La Francisella philomiragia ha sido aislada de salmón del Atlántico cultivado en balsas-jaulas en el lago Llanquihue, presentando brotes de una enfermedad granulomatosa con altas tasas de morbilidad y una mortalidad acumulada entre el 5% y el 20%. Los aislados bacterianos mostraron un 100% de similitud con F. philomiragia ssp noatunensis o F. piscicida aislados de bacalao en Noruega, un 99% de similitud con Francisella sp. detectado en tilapia en Asia y Centroamérica, y un 99% de similitud con la cepa tipo F. philomiragia mediante análisis filogenético del gen 16s rDNA.
Introducción a la Patología y su Contexto Histórico
A finales de la década de 1980, se detectó en Chile una nueva patología infecciosa cuyo agente causal presentaba morfología rickettsial, denominado inicialmente "unidentified agent". Este agente fue aislado por primera vez en una línea celular de embrión de salmón Chinook CHSE-214 y posteriormente identificado como Piscirickettsia salmonis. La piscirickettsiosis se convirtió en una de las principales causas de mortalidad en salmónidos cultivados en las costas marinas del sur de Chile, generando significativas pérdidas económicas para la industria salmonera.

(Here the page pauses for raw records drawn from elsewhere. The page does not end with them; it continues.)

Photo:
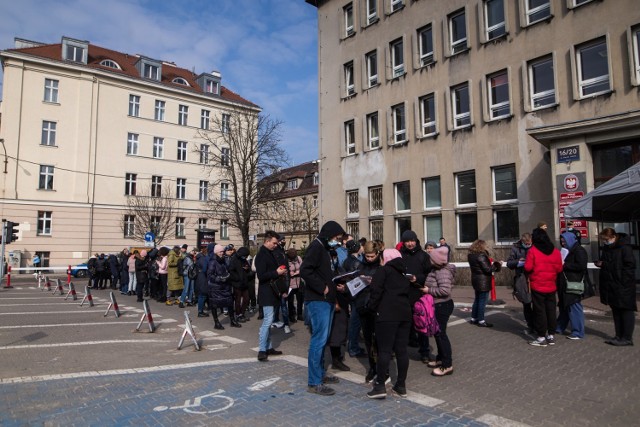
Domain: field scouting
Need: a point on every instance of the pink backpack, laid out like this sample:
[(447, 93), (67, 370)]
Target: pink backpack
[(424, 316)]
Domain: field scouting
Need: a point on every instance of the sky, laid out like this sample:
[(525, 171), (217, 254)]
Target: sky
[(266, 50)]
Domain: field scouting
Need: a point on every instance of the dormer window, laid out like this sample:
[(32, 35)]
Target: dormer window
[(180, 81), (111, 64), (74, 50)]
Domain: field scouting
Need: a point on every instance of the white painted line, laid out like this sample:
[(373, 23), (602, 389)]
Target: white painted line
[(496, 421), (76, 344)]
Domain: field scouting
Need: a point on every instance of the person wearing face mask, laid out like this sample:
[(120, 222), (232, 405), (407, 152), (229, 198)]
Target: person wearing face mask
[(515, 262), (319, 303), (618, 284)]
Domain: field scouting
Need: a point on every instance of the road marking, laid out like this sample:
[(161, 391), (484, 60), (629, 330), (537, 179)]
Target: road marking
[(76, 344)]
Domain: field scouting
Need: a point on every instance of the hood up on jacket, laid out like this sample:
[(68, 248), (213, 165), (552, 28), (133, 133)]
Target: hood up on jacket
[(541, 241)]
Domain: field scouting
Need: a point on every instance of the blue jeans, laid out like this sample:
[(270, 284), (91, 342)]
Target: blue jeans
[(319, 315), (477, 311), (187, 291), (264, 336), (574, 314)]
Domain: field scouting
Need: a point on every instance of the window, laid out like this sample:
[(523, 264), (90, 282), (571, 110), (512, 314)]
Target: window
[(505, 187), (432, 197), (130, 184), (48, 133), (498, 90), (349, 85), (203, 191), (373, 135), (129, 225), (403, 196), (466, 188), (432, 228), (225, 158), (180, 226), (224, 191), (183, 115), (460, 103), (399, 125), (158, 147), (375, 201), (132, 144), (372, 11), (376, 229), (204, 119), (45, 220), (372, 68), (50, 90), (494, 19), (425, 45), (457, 32), (182, 151), (348, 20), (224, 229), (46, 178), (181, 188), (204, 154), (151, 71), (226, 123), (349, 137), (593, 68), (397, 57), (159, 111), (156, 186), (537, 10), (134, 105), (353, 201), (467, 227), (428, 115), (542, 83)]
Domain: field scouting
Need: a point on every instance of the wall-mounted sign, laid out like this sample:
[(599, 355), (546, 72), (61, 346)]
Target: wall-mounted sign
[(568, 154)]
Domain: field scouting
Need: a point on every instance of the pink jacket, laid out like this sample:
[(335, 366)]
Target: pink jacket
[(543, 269)]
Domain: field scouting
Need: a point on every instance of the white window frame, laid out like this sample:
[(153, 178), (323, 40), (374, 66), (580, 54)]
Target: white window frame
[(45, 223), (45, 177), (158, 147), (182, 151), (51, 90), (132, 143), (159, 110), (181, 188), (49, 131), (130, 183)]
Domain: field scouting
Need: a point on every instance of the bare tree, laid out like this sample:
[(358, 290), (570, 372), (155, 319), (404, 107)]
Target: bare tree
[(242, 147), (151, 212)]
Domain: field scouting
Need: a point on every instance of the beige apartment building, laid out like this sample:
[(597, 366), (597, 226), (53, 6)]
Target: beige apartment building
[(84, 127), (473, 119)]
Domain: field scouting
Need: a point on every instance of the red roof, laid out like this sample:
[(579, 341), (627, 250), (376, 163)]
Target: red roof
[(127, 62)]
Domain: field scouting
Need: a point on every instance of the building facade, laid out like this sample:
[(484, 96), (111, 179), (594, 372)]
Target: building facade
[(447, 116), (86, 127)]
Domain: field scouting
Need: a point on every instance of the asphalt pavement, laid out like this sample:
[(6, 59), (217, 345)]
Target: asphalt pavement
[(66, 364)]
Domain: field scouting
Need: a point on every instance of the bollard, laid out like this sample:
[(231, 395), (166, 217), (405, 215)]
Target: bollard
[(147, 315), (8, 285), (58, 287), (188, 329), (72, 292), (113, 304), (87, 297)]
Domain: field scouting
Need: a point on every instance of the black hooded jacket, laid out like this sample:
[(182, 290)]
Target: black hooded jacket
[(316, 268)]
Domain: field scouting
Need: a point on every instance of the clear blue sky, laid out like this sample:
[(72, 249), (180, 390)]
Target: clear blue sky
[(266, 50)]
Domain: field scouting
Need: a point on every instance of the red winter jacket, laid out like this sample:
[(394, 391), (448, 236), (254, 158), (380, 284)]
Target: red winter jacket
[(543, 269)]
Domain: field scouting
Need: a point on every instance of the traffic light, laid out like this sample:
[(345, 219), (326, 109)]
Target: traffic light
[(12, 232)]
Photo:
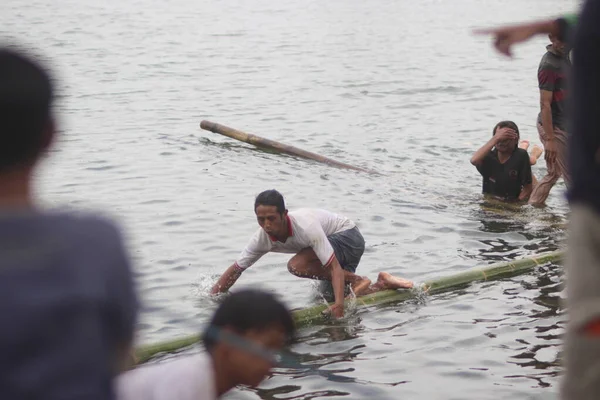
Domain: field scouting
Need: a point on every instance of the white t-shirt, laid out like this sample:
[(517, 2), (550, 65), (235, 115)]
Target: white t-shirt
[(187, 378), (308, 227)]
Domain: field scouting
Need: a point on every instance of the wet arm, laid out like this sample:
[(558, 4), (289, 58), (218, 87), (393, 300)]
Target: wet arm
[(526, 192), (337, 281), (480, 154), (546, 109), (229, 277)]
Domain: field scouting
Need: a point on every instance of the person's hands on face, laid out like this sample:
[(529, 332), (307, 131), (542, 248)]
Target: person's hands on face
[(505, 139), (505, 134)]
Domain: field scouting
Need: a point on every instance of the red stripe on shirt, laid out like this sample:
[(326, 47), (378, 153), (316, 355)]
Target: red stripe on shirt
[(329, 261)]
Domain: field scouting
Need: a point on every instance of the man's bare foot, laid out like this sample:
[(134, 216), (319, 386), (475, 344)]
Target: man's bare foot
[(360, 287), (388, 281), (536, 152)]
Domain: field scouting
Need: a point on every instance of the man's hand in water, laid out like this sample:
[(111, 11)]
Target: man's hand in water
[(550, 150), (505, 134), (336, 310)]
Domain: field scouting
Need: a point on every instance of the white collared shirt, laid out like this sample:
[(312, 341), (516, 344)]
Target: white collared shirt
[(186, 378), (307, 227)]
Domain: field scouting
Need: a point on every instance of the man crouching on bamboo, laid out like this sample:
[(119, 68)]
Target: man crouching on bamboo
[(327, 246)]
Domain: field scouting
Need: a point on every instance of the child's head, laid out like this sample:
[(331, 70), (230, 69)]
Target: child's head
[(25, 100), (257, 317)]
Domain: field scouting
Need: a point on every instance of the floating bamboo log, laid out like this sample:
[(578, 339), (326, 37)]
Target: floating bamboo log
[(275, 146), (313, 315)]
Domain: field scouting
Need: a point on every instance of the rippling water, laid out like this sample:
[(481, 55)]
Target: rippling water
[(399, 86)]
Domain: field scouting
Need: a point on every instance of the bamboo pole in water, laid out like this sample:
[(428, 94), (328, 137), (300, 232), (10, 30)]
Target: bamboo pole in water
[(273, 145), (312, 315)]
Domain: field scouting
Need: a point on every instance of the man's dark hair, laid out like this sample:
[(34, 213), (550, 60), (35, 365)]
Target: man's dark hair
[(270, 198), (250, 309), (506, 124), (25, 101)]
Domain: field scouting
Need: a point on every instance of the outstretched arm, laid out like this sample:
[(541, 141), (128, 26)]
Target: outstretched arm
[(506, 37), (229, 277)]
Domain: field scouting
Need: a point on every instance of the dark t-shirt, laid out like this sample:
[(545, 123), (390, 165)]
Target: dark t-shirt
[(584, 145), (66, 303), (552, 77), (505, 180)]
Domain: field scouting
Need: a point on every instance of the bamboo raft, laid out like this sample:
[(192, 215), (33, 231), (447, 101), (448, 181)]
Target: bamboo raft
[(314, 315), (278, 147)]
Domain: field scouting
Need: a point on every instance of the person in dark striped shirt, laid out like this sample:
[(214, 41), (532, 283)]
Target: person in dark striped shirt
[(551, 122)]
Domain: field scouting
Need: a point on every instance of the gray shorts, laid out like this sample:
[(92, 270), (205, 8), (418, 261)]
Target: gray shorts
[(348, 246)]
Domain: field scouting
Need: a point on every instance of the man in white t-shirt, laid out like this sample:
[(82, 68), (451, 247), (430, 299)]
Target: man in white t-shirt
[(328, 247), (242, 344)]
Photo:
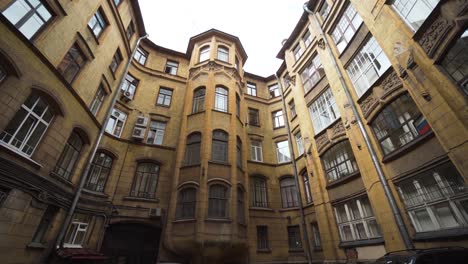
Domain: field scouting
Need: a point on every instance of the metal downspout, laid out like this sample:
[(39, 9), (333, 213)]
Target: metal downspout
[(383, 180), (296, 178), (84, 175)]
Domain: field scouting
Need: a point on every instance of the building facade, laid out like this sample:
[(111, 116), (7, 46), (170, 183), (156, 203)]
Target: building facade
[(195, 165)]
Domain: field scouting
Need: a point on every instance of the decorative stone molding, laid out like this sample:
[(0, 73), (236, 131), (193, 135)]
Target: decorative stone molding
[(321, 141), (435, 34), (368, 104)]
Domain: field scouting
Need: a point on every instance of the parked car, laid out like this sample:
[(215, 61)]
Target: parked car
[(447, 255)]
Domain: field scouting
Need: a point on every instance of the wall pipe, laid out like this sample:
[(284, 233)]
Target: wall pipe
[(383, 180), (84, 175), (296, 178)]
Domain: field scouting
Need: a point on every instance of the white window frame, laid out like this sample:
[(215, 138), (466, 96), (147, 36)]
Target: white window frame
[(324, 105), (256, 150), (281, 155), (156, 133), (405, 9), (361, 66), (118, 117)]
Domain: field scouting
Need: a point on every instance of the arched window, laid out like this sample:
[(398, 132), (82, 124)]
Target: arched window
[(29, 124), (198, 104), (71, 151), (339, 161), (99, 172), (145, 181), (259, 196), (219, 148), (192, 152), (221, 99), (223, 54), (398, 124), (218, 201), (288, 193), (204, 54), (186, 203), (240, 205)]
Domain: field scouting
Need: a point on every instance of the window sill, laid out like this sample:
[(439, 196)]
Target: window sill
[(361, 243), (140, 199), (61, 179), (36, 245), (267, 209), (218, 220), (191, 220), (406, 148), (20, 155), (343, 180), (441, 234), (94, 193), (288, 209)]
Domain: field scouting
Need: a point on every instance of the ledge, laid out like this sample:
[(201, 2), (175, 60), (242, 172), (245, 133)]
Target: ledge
[(449, 234), (140, 199), (361, 243), (343, 180)]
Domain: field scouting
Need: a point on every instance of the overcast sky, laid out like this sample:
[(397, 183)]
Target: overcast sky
[(261, 25)]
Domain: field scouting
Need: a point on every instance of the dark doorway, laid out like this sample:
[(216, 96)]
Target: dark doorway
[(131, 244)]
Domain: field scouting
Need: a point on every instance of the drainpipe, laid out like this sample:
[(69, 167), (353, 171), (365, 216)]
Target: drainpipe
[(296, 178), (383, 180), (84, 175)]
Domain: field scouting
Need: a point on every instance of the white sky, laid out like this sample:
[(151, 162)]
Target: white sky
[(261, 25)]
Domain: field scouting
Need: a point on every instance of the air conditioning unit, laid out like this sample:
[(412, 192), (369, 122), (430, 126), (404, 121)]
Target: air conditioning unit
[(154, 212), (141, 121), (126, 96), (139, 132)]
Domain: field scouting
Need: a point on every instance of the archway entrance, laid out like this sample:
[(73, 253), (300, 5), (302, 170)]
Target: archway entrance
[(132, 244)]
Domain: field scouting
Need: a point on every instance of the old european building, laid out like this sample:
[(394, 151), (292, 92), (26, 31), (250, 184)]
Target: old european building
[(195, 165)]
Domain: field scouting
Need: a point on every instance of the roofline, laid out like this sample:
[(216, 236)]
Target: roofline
[(297, 30)]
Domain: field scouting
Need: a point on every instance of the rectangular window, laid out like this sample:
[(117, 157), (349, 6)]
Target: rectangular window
[(116, 60), (76, 233), (317, 242), (130, 30), (156, 133), (294, 238), (262, 238), (274, 91), (252, 89), (312, 74), (299, 143), (254, 118), (141, 55), (324, 10), (72, 63), (282, 151), (97, 100), (164, 97), (278, 119), (28, 16), (414, 12), (171, 67), (367, 66), (436, 199), (256, 150), (97, 23), (292, 108), (356, 220), (346, 28), (129, 86), (297, 51), (323, 111), (116, 122), (307, 38)]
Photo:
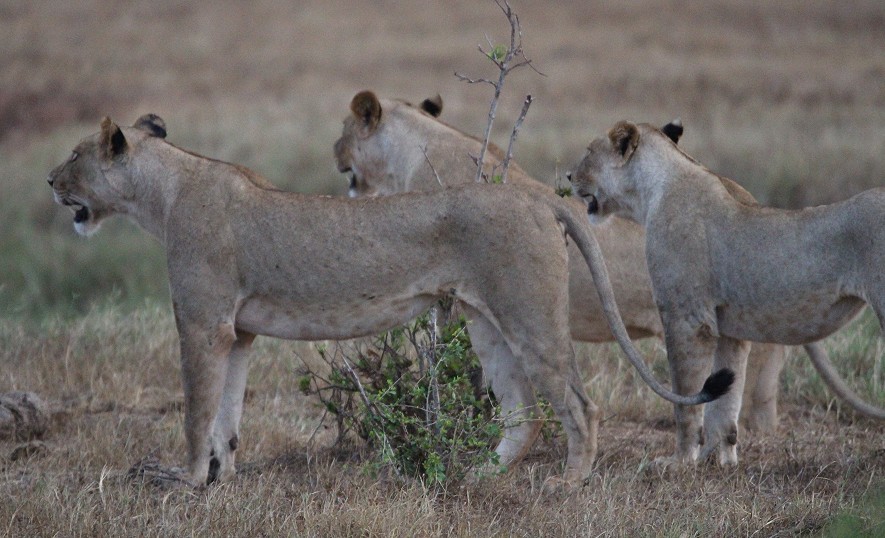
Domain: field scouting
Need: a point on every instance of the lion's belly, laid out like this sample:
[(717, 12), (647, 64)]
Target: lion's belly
[(271, 317), (786, 322)]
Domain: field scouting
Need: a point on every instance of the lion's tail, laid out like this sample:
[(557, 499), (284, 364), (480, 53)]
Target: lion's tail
[(715, 386), (825, 368)]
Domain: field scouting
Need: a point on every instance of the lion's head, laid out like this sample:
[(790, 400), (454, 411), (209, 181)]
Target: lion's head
[(363, 151), (94, 180), (602, 178)]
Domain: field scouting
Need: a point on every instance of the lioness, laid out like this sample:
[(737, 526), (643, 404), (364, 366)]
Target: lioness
[(388, 146), (245, 259), (725, 272)]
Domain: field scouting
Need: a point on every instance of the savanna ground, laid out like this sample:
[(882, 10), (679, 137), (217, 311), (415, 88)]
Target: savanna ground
[(787, 97)]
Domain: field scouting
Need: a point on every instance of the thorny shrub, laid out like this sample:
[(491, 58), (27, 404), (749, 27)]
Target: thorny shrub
[(412, 395)]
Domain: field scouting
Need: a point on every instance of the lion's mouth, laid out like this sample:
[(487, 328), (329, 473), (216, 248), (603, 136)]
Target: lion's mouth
[(592, 204), (81, 212)]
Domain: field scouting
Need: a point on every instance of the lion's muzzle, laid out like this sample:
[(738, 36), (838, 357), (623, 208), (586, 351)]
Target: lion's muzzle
[(592, 204)]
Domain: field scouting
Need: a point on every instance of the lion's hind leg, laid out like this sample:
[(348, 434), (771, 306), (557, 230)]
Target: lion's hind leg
[(225, 431), (759, 404), (514, 392)]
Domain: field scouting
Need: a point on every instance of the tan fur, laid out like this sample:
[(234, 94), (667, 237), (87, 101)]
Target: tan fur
[(387, 156), (246, 260), (725, 272)]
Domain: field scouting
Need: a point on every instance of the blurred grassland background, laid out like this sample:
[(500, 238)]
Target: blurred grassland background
[(785, 96)]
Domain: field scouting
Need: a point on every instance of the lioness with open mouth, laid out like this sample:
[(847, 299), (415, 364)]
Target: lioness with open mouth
[(246, 259)]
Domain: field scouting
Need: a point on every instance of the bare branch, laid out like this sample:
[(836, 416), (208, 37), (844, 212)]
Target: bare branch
[(506, 61), (506, 164), (469, 80)]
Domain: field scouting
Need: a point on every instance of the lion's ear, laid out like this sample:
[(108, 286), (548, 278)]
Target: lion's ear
[(151, 124), (366, 107), (432, 105), (624, 137), (673, 130), (111, 141)]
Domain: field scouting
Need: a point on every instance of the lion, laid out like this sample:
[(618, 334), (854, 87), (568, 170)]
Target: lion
[(725, 272), (245, 259), (389, 146)]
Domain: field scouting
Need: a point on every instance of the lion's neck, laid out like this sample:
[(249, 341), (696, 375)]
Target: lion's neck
[(155, 194), (688, 182)]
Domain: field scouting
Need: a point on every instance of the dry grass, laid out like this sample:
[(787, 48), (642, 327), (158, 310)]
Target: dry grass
[(114, 376), (785, 96)]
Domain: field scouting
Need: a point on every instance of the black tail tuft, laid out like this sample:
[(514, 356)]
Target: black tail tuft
[(717, 384)]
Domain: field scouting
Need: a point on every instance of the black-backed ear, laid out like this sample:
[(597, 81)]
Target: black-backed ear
[(366, 107), (151, 124), (673, 130), (432, 105), (111, 141), (624, 137)]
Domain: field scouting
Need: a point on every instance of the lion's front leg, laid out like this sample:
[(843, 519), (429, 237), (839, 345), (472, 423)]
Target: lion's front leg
[(204, 363), (225, 432), (721, 416), (689, 353)]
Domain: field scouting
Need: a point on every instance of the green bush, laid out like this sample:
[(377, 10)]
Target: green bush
[(411, 395)]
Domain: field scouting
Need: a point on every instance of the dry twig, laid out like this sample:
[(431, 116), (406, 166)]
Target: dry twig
[(506, 60)]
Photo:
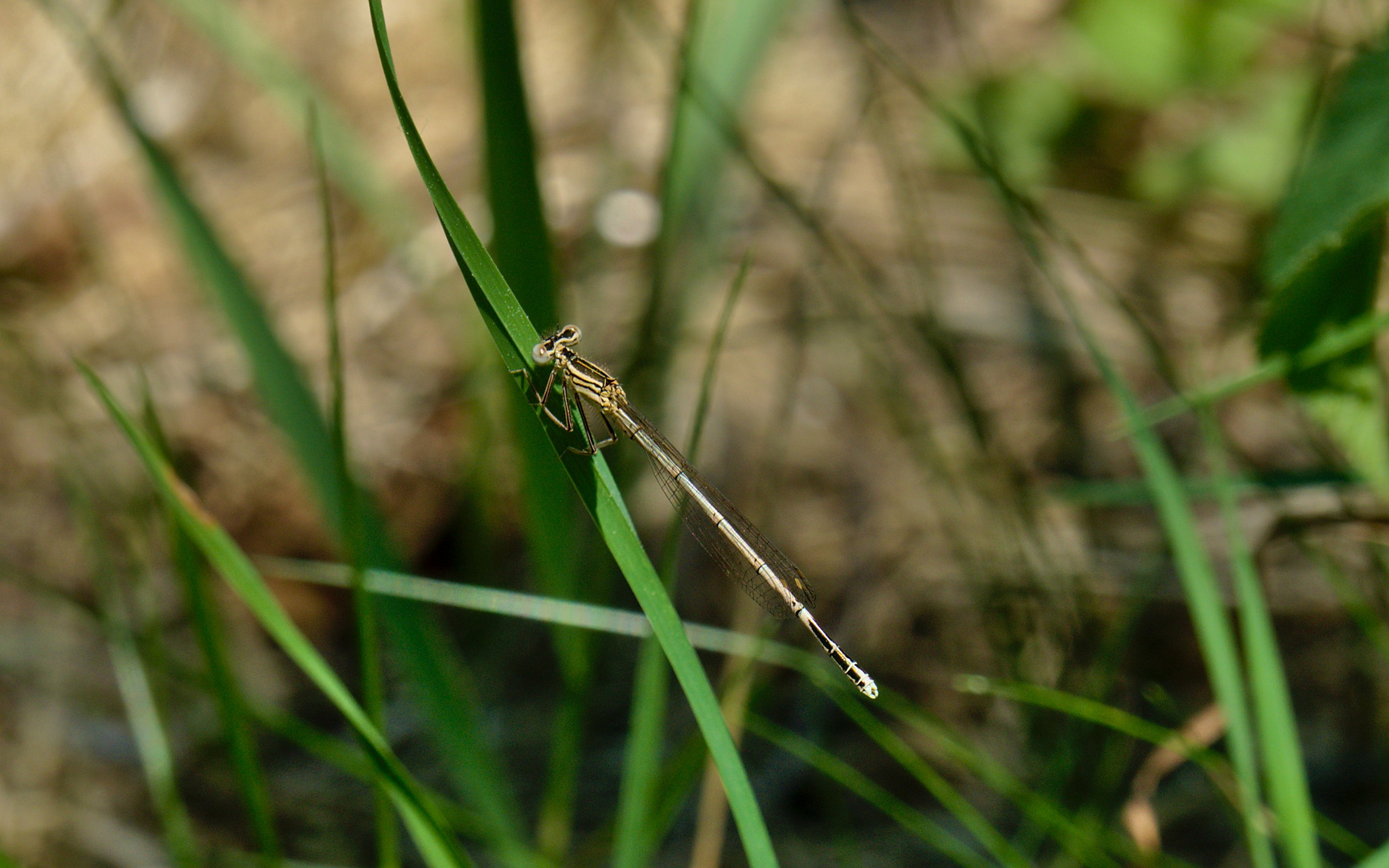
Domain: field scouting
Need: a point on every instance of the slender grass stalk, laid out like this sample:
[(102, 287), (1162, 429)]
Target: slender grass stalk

Sin embargo, a mediados de la década de 1990, se logró aislar un segundo agente con morfología rickettsial en salmón del Atlántico cultivado en el lago Llanquihue. Este agente fue denominado "unidentified agent 2" (U2 o UA-2) para diferenciarlo de P. salmonis. Desde junio de 2006, planteles de salmón del Atlántico cultivados en balsas-jaulas en el lago Llanquihue experimentaron altas tasas de morbilidad y mortalidad, con múltiples brotes simultáneos de una enfermedad crónica de tipo granulomatosa, afectando principalmente el bazo. En todos estos casos, se detectó y aisló un agente bacteriano con morfología rickettsial, sugestivo de U2.
Identificación y Caracterización Molecular de Francisella philomiragia
El análisis filogenético de las secuencias del gen 16s rDNA de los aislados reveló su pertenencia a la familia Francisellaceae, descrita en 2005. Esta familia agrupa bacterias dentro de la subclase gamma proteobacteria y contiene un único género, Francisella. Este género incluye dos especies tipo: F. tularensis, un patógeno humano, y F. philomiragia, aislado de fuentes de agua, ratas de río e infecciones accidentales en humanos. Adicionalmente, existe una gran cantidad y variedad de otras Francisella sp. de afiliación incierta, aisladas de diversas fuentes como garrapatas, el ambiente y una amplia gama de peces.
El análisis filogenético de múltiples genes (16s rDNA, espaciador intergénico ITS, 23s rDNA, rpoB, fopA, groEL, lpnB y sdhA) demostró que los aislados pertenecían al grupo de F. philomiragia, con un 100% de similitud con F. philomiragia ssp noatunensis. Estos aislados formaban parte del mismo grupo junto con otras Francisella aisladas de bacalao en Noruega, y tilapia en Asia y América Central.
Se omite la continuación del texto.